20/06/2012

paisagens urbanas

O mundo não se descortina mais, como nas perspectivas tradicionais, num horizonte sem fim. Não se pode mais pretender olhá-lo como fazia o pintor, com seu cavalete armado no alto de uma colina: como de uma janela.
No horizonte, um mundo cada vez mais opaco. Quanto mais se retrata, mais as coisas nos escapam. Uma obsessão que, ao invés de criar transparência, só redobra essa saturação.
O olhar hoje é um embate com uma superfície que não se deixa perpassar. Cidades sem janelas, um horizonte cada vez mais espesso e concreto. Superfície que enruga, fende, descasca.

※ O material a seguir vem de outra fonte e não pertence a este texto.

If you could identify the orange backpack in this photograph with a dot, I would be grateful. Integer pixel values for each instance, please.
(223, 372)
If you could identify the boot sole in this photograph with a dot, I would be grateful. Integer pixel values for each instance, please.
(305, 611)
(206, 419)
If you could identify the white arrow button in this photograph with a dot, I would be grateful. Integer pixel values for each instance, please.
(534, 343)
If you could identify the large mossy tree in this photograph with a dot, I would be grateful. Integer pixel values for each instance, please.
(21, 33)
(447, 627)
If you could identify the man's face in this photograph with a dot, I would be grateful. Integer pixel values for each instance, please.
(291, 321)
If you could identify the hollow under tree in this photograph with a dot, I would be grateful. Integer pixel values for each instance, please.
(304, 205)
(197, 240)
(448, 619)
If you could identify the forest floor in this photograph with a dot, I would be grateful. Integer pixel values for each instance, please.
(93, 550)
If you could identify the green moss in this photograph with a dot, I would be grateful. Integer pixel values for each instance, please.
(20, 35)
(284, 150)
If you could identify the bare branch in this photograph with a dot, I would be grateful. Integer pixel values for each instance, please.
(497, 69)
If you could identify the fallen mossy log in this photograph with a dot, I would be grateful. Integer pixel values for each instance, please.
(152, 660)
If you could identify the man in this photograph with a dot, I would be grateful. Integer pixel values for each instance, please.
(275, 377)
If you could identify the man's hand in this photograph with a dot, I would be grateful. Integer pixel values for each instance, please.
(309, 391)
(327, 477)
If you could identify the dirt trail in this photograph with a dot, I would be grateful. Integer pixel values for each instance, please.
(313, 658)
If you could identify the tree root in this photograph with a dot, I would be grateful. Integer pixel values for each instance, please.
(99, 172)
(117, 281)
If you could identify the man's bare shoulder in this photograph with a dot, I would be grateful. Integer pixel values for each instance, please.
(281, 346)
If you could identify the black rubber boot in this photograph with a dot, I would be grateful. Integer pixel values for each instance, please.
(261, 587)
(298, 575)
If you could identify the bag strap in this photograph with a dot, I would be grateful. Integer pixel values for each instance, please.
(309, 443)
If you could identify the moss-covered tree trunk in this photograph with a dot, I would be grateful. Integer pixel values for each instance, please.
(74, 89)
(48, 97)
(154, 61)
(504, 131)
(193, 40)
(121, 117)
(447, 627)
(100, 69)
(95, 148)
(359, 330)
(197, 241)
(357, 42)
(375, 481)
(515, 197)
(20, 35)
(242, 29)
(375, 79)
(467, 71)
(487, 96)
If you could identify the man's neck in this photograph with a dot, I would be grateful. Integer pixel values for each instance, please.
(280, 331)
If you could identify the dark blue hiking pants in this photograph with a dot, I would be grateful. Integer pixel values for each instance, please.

Sobreposição de inúmeras camadas de material, acúmulo de coisas que se recusam a partir.
Cidades feitas de fluxos, em trânsito permanente, sistema de interfaces. Fraturas que esgarçam o tecido urbano, desprovido de rosto e história. Mas esses fragmentos criam analogias, produzem inusitados entrelaçamentos. Um campo vazado e permeável através do qual transitam as coisas. Tudo se passa nessas franjas, nesses espaços intersticiais, nessas pregas.

Nelson Brissac Peixoto. Paisagens Urbanas. São Paulo: Senac, 2003.